- Waterville Township Location within the state of Minnesota Waterville Township Waterville Township (the United States)
- Coordinates: 44°14′22″N 93°34′45″W﻿ / ﻿44.23944°N 93.57917°W
- Country: United States
- State: Minnesota
- County: Le Sueur

Area
- • Total: 33.8 sq mi (87.5 km^{2})
- • Land: 30.4 sq mi (78.7 km^{2})
- • Water: 3.4 sq mi (8.8 km^{2})
- Elevation: 1,060 ft (323 m)

Population (2000)
- • Total: 742
- • Density: 24/sq mi (9.4/km^{2})
- Time zone: UTC-6 (Central (CST))
- • Summer (DST): UTC-5 (CDT)
- ZIP code: 56096
- Area code: 507
- FIPS code: 27-68602
- GNIS feature ID: 0665933

= Waterville Township, Le Sueur County, Minnesota =

Township in Minnesota, United States

Waterville Township is a township in Le Sueur County, Minnesota, United States. The population was 742 at the 2000 census.

Waterville Township was organized in 1858, and named after Waterville.

==Geography==
According to the United States Census Bureau, the township has a total area of 33.8 square miles (87.5 km^{2}), of which 30.4 square miles (78.7 km^{2}) is land and 3.4 square miles (8.8 km^{2}) (10.07%) is water.

==Demographics==
As of the census of 2000, there were 742 people, 265 households, and 214 families residing in the township. The population density was 24.4 people per square mile (9.4/km^{2}). There were 396 housing units at an average density of 13.0/sq mi (5.0/km^{2}). The racial makeup of the township was 98.38% White, 0.13% African American, 0.13% Native American, 0.27% Asian, 0.81% from other races, and 0.27% from two or more races. Hispanic or Latino of any race were 0.81% of the population.
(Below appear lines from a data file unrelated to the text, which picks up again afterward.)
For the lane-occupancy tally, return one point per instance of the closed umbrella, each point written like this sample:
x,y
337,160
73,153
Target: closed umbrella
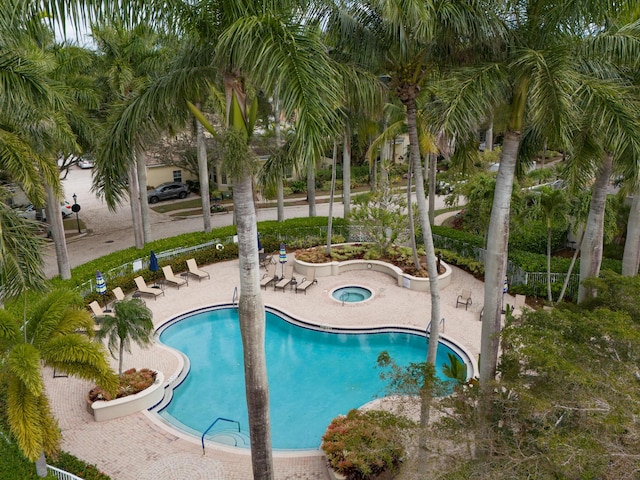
x,y
283,256
153,265
101,285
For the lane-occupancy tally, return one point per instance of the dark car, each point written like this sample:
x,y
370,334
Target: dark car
x,y
168,190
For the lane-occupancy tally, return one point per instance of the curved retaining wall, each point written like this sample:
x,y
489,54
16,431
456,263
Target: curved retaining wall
x,y
420,284
107,410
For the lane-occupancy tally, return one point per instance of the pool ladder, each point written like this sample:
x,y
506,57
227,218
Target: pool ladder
x,y
211,426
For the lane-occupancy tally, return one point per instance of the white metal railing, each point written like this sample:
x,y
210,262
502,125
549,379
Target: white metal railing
x,y
61,474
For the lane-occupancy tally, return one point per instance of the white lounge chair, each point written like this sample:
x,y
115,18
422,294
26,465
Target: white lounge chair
x,y
306,282
144,289
268,277
171,278
464,299
118,293
98,312
286,280
195,271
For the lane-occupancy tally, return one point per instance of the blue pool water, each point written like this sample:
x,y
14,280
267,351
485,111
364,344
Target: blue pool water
x,y
351,294
313,375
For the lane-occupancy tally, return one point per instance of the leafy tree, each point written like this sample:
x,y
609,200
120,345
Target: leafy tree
x,y
132,322
57,333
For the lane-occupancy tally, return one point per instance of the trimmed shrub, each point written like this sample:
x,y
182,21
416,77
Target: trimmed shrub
x,y
362,445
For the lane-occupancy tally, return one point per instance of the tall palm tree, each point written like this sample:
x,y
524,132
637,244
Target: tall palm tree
x,y
21,259
52,336
132,321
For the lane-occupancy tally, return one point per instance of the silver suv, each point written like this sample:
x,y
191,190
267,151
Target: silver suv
x,y
168,190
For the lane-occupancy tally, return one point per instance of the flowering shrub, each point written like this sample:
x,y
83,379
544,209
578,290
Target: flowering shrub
x,y
132,381
362,445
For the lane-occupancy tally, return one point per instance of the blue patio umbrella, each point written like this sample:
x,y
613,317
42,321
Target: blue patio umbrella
x,y
283,256
153,264
101,285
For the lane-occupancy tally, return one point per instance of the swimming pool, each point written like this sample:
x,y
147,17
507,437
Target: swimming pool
x,y
314,375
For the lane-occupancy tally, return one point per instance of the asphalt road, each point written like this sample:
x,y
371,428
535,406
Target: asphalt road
x,y
112,231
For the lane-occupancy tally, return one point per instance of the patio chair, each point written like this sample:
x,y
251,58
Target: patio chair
x,y
98,312
307,281
286,280
268,277
144,289
195,271
464,299
171,278
520,302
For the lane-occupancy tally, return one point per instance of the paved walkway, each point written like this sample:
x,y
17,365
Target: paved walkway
x,y
140,446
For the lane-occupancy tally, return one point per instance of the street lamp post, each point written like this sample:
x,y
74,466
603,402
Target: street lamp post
x,y
76,208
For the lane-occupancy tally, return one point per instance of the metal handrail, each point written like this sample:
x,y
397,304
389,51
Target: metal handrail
x,y
211,426
441,322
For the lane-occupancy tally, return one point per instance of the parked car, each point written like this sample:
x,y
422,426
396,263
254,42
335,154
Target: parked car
x,y
32,213
168,190
86,162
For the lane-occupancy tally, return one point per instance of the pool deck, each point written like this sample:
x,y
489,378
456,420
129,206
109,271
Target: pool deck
x,y
139,447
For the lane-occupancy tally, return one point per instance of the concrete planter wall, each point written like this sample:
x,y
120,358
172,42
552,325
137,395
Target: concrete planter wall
x,y
107,410
420,284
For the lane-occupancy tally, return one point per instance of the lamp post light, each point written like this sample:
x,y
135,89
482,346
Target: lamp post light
x,y
76,208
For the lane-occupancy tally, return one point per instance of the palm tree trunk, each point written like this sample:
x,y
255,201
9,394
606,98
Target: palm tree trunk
x,y
346,172
549,264
565,284
412,227
203,175
591,253
488,137
252,327
141,165
434,333
134,198
331,195
41,465
57,232
311,187
433,160
120,356
280,180
631,256
495,260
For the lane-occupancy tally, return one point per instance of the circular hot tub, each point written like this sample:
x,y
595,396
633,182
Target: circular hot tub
x,y
351,294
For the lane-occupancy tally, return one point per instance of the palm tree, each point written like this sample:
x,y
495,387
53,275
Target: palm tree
x,y
132,322
21,260
54,335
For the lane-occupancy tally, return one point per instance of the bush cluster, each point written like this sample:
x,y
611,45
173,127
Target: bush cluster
x,y
132,381
362,445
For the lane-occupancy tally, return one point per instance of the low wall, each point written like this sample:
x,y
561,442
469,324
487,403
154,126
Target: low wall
x,y
107,410
420,284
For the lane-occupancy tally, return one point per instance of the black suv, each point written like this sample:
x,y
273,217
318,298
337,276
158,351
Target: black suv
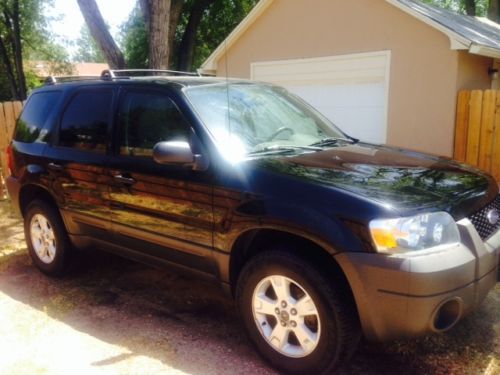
x,y
319,237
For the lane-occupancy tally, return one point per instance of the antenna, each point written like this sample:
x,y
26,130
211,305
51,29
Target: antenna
x,y
227,88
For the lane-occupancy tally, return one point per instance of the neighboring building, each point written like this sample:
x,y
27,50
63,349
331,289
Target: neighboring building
x,y
385,71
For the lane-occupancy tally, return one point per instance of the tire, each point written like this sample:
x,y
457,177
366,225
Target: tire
x,y
326,331
46,237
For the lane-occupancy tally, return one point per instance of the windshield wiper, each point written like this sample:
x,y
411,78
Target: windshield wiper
x,y
279,149
330,141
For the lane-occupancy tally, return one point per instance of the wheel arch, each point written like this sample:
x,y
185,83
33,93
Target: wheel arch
x,y
257,241
31,192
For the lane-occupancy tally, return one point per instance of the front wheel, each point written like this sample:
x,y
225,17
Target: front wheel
x,y
297,318
46,237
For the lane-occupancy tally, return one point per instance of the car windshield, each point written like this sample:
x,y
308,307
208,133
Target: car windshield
x,y
249,118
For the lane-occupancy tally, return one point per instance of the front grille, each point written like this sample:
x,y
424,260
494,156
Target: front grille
x,y
481,222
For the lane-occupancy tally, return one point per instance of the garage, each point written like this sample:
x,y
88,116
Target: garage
x,y
351,90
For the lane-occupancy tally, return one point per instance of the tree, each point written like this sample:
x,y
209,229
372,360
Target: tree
x,y
479,8
11,46
187,43
157,14
101,34
470,7
88,50
179,34
197,27
24,37
135,40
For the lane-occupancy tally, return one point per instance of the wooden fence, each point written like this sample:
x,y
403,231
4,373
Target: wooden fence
x,y
9,111
477,130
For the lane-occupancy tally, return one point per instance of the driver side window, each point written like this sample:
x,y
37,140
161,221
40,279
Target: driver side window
x,y
146,119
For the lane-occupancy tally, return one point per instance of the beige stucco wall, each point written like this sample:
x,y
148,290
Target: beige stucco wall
x,y
424,70
473,71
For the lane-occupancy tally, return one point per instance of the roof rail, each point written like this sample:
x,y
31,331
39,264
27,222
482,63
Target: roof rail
x,y
110,74
52,80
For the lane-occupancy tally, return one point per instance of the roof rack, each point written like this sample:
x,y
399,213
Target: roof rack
x,y
110,74
52,80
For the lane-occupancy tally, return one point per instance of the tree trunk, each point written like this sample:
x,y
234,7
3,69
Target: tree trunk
x,y
186,48
100,33
175,14
494,11
159,20
10,71
18,52
470,7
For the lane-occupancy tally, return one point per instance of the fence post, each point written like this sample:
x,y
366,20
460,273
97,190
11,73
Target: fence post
x,y
495,157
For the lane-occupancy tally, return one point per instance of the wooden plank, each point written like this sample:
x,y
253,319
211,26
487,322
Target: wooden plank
x,y
3,128
474,130
10,118
3,144
487,127
495,160
461,125
18,107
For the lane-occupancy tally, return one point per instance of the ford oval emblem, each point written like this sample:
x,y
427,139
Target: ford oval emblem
x,y
493,216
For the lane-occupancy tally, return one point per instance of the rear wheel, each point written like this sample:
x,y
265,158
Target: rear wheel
x,y
299,320
46,237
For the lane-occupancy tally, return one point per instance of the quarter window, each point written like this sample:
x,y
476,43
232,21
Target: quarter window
x,y
146,119
85,122
35,114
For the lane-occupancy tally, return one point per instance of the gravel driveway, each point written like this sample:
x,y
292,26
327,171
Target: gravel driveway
x,y
113,316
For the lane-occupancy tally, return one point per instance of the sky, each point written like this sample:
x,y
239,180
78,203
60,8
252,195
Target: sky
x,y
70,19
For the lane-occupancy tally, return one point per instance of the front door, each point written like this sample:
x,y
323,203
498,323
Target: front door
x,y
77,161
163,212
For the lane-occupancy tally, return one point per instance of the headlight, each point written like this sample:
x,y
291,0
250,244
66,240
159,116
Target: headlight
x,y
414,233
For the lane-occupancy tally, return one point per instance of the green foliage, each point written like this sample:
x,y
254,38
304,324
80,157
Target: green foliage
x,y
37,43
88,50
219,19
459,6
135,40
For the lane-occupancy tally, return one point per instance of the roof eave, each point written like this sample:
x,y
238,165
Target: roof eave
x,y
210,64
478,49
457,41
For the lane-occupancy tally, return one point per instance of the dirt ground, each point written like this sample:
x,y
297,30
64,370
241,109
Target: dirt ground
x,y
113,316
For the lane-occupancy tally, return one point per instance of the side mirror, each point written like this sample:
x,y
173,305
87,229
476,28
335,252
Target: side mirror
x,y
178,152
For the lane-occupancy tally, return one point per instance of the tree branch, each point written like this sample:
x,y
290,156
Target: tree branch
x,y
101,34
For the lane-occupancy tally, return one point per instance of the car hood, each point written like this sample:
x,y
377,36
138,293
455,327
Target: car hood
x,y
400,180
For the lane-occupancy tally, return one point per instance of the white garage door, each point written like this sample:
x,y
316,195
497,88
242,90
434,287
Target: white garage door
x,y
351,90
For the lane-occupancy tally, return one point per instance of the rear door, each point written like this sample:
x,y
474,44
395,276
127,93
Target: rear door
x,y
160,212
77,160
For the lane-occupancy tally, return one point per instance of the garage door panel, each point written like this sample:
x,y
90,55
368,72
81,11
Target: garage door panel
x,y
350,90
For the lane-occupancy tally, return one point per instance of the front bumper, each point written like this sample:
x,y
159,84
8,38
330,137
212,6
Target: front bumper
x,y
13,188
413,294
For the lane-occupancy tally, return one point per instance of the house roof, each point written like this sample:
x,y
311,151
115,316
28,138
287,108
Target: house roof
x,y
477,35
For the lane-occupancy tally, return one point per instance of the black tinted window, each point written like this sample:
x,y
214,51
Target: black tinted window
x,y
35,113
146,119
85,122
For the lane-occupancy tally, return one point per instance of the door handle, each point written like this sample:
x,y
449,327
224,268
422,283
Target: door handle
x,y
124,180
55,167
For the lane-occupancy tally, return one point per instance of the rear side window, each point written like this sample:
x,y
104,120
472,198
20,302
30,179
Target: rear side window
x,y
35,114
84,124
146,119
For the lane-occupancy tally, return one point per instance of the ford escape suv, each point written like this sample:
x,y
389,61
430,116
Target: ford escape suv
x,y
319,237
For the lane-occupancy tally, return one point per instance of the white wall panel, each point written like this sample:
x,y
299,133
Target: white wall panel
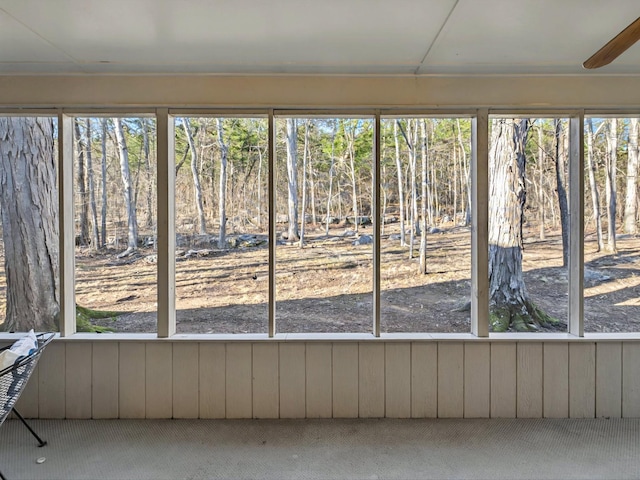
x,y
582,377
131,380
529,380
397,380
185,380
345,380
450,379
78,376
631,380
212,380
503,380
238,387
318,388
424,380
266,397
609,379
159,380
477,376
105,384
292,380
52,381
555,383
371,380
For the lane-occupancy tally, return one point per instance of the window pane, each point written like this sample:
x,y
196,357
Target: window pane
x,y
324,274
115,222
528,224
425,234
222,266
29,256
611,247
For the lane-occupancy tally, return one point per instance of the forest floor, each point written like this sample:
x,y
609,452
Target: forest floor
x,y
327,285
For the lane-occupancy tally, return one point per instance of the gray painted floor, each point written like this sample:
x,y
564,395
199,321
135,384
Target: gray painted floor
x,y
322,449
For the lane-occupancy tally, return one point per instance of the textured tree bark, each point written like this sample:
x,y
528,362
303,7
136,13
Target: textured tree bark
x,y
292,180
631,198
222,203
29,204
127,190
510,305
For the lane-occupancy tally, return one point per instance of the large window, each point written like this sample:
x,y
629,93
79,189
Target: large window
x,y
274,222
114,161
612,248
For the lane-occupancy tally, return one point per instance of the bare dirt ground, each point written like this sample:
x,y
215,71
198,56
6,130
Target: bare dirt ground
x,y
326,287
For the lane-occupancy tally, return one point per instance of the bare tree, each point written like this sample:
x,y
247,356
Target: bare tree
x,y
631,205
222,205
510,305
81,147
197,189
611,162
292,179
591,166
127,190
29,205
95,234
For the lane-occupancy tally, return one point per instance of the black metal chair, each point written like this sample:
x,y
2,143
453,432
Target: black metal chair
x,y
13,379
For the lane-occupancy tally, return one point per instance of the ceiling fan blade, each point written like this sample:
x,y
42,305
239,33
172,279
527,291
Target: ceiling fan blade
x,y
615,47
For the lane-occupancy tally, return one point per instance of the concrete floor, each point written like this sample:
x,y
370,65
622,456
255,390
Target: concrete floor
x,y
322,449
There were 265 households, out of which 35.1% had children under the age of 18 living with them, 75.8% were married couples living together, 1.9% had a female householder with no husband present, and 19.2% were non-families. 15.5% of all households were made up of individuals, and 7.5% had someone living alone who was 65 years of age or older. The average household size was 2.79 and the average family size was 3.14.

In the township the population was spread out, with 27.2% under the age of 18, 6.3% from 18 to 24, 27.8% from 25 to 44, 25.6% from 45 to 64, and 13.1% who were 65 years of age or older. The median age was 37 years. For every 100 females, there were 110.8 males. For every 100 females age 18 and over, there were 109.3 males.

The median income for a household in the township was $53,929, and the median income for a family was $59,000. Males had a median income of $37,321 versus $22,321 for females. The per capita income for the township was $19,604. About 1.8% of families and 2.1% of the population were below the poverty line, including none of those under age 18 and 3.0% of those age 65 or over.